Order of Magnitude Speedups for LLM Membership Inference

TL;DR

This work tackles the high computational cost of traditional shadow-model-based membership inference attacks (MIAs) on large language models (LLMs) by introducing an ensemble of small quantile regression models to calibrate MIA thresholds without reproducing full model training. By modeling the null-score distribution with mu(x) and sigma(x) and deriving a dynamic threshold q_{1-α}(x), the approach enables effective MIAs with only a fraction of the compute required by LiRA. Empirical results across AG News, WikiText-103, and XSum show competitive or superior true positive rates at very low false positive rates, with up to roughly $6\%$ of LiRA’s compute, and robust performance across model families (Pythia, OPT, Llama) and tokenizers. These findings support using calibrated, ensemble quantile regression as a practical privacy auditing tool for deployed LLMs, facilitating routine assessments of memorization risk and privacy leakage.

Abstract

Large Language Models (LLMs) have the promise to revolutionize computing broadly, but their complexity and extensive training data also expose significant privacy vulnerabilities.

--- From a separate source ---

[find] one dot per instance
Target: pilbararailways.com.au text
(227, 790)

One of the simplest privacy risks associated with LLMs is their susceptibility to membership inference attacks (MIAs), wherein an adversary aims to determine whether a specific data point was part of the model's training set. Although this is a known risk, state of the art methodologies for MIAs rely on training multiple computationally costly shadow models, making risk evaluation prohibitive for large models. Here we adapt a recent line of work which uses quantile regression to mount membership inference attacks; we extend this work by proposing a low-cost MIA that leverages an ensemble of small quantile regression models to determine if a document belongs to the model's training set or not. We demonstrate the effectiveness of this approach on fine-tuned LLMs of varying families (OPT, Pythia, Llama) and across multiple datasets. Across all scenarios we obtain comparable or improved accuracy compared to state of the art shadow model approaches, with as little as 6% of their computation budget. We demonstrate increased effectiveness across multi-epoch trained target models, and architecture miss-specification robustness, that is, we can mount an effective attack against a model using a different tokenizer and architecture, without requiring knowledge on the target model.

Figures (9)

• Figure 1: Comparing true positive rates vs false positive rates of our method with LiRA variants and simple score-function-based methods on WikiText-103, where target model is Pythia-6.9b. LiRA* represents LiRA with fixed variance estimate. LiRA results are obtained with 4 shadow models from Pythia family of varying sizes. Results for our method are obtained with ensemble of 5 quantile regression models fine-tuned from Pythia-160m.
• Figure 2: True positive rates at 0.1% and 1% FPR on the three datasets where target model is Pythia-6.9b, with varying ensemble sizes of our method. Five independent runs were executed for each setting.
• Figure 3: Distribution of the standard deviation of z-scores computed from five independent runs of our method with varying ensemble sizes.
• Figure 4: True positive rates at 0.1% and 1% FPR on all datasets as a function of number of epochs of the target model (OPT-6.7b). MIA risk increases for all methods with additional fine-tuning epochs of the target model.
• Figure 5: True positive rates at 0.1% and 1% FPR on the three datasets where all target models Pythia models of different sizes. LiRA results obtained using shadow models of smaller sizes than target models are marked with empty circles.